Le suc de ces fruits est blanchâtre ; mais cependant il teint si fort en noir, que quelque temps après, ceux qui s’en frottent les mains ou le visage, ne peuvent en effacer la noirceur, quelque peine qu’on prenne à se laver ; mais cette noirceur se dissipe d’elle-même quelques jours après, sans qu’il en reste aucune tache.

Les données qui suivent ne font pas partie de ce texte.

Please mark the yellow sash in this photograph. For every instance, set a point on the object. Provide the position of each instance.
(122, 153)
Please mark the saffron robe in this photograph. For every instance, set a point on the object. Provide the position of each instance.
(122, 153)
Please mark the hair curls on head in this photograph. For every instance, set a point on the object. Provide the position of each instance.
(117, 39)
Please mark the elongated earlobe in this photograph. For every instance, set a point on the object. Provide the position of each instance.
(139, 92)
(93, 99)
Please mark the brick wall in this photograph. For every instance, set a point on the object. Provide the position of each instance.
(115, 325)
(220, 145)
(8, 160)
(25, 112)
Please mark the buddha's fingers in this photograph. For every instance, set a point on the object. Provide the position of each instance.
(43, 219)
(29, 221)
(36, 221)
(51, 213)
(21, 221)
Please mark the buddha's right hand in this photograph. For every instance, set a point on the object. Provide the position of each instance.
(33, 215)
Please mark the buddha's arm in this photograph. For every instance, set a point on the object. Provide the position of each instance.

On se sert de ce fruit contre l’épian, c’est une espèce de maladie vénérienne, & Pison qui l’appelle Janipaha, dans son Liv. IV. Chap. XV. dit qu’il est fort bon pour les chaleurs d’estomac, & pour le cours de ventre. R. P. Plumier Minime.

XAGUA, est aussi le nom d’un petit golfe situé dans la côte méridionale de l’île de Cuba, entre l’île de Pinos & la ville de Spiritu-Sancto ; environ à quinze lieues du port de la Trinidad. Xagua. Les François nomment ce golfe le Grand-Port. Xagua est à 10 ou 12 lieues de la Trinité ; ce port se nomme le golfe de Xagua par les Espagnols : je n’en ai jamais vu un si beau, ni si commode : son entrée est comme un canal de la portée d’un canon de trois livres de balle, sa largeur d’une portée de pistolet, bordée des deux côtés de rochers, qui sont aussi égaux entr’eux que des murailles faites exprès ; ce qui fait une espèce de quai des deux côtés. Il y a assez de profondeur pour y faire entrer les plus grands navires. Au dedans de ce canal on trouve une grande baie environnée de terre haute ; cette baie contient plus de six lieues de circuit, & au milieu il y a une petite île, où les navires peuvent donner carène, & y prendre de l’eau qui est la meilleure du monde. Aux environs de ce port les Espagnols ont des parcs, où ils nourrissent des porcs : ils nomment ces lieux coral ; ils ont ordinairement un paysan avec sa famille pour gouverner ce coral, qui consiste en trois ou quatre grands parcs, faits de certains pieux de l’arbre nommé monbain, lesquels étant plantés en terre prennent aussi-tôt racine, comme les saules en Europe, & de cette manière ils font des palissades, qui par succession de temps deviennent des arbres. Ils tiennent là dedans leurs porcs qui ne leur coûtent rien à nourrir ; car ils ne font des coraux qu’en des lieux où il y a quantité de toute sorte d’arbres qui rapportent de la semence toute l’année ; si bien que quand l’un finit, l’autre commence : ces arbres sont palmistes, lataniers, bignoliers, cormiers, monbains, mamainniers, abricotiers, genipayers, acomas & plusieurs autres dont ces porcs vivent ; de sorte que celui qui gouverne le coral, n’a besoin le matin que de laisser aller ces porcs, & le soir de les appeler ; ils ne manquent jamais de revenir. Quand il n’y a guère de graine, & que tous les arbres n’en fournissent pas également, ils leur donnent un peu de millet.

Il y a des Espagnols à qui ces coraux valent plus de cinq à six mille écus par an, sans faire grande dépense, mais aussi ils courent risque d’être pillés par les Corsaires, qui viennent en enlever les bêtes pour ravitailler leurs vaisseaux ; & quoique cachés au milieu des bois, ils ne laissent pas de les trouver ; car lorsqu’ils prennent quelque Espagnol, ils lui donnent la gêne pour lui faire dire où ils sont, & Les y mener. Oexmelin.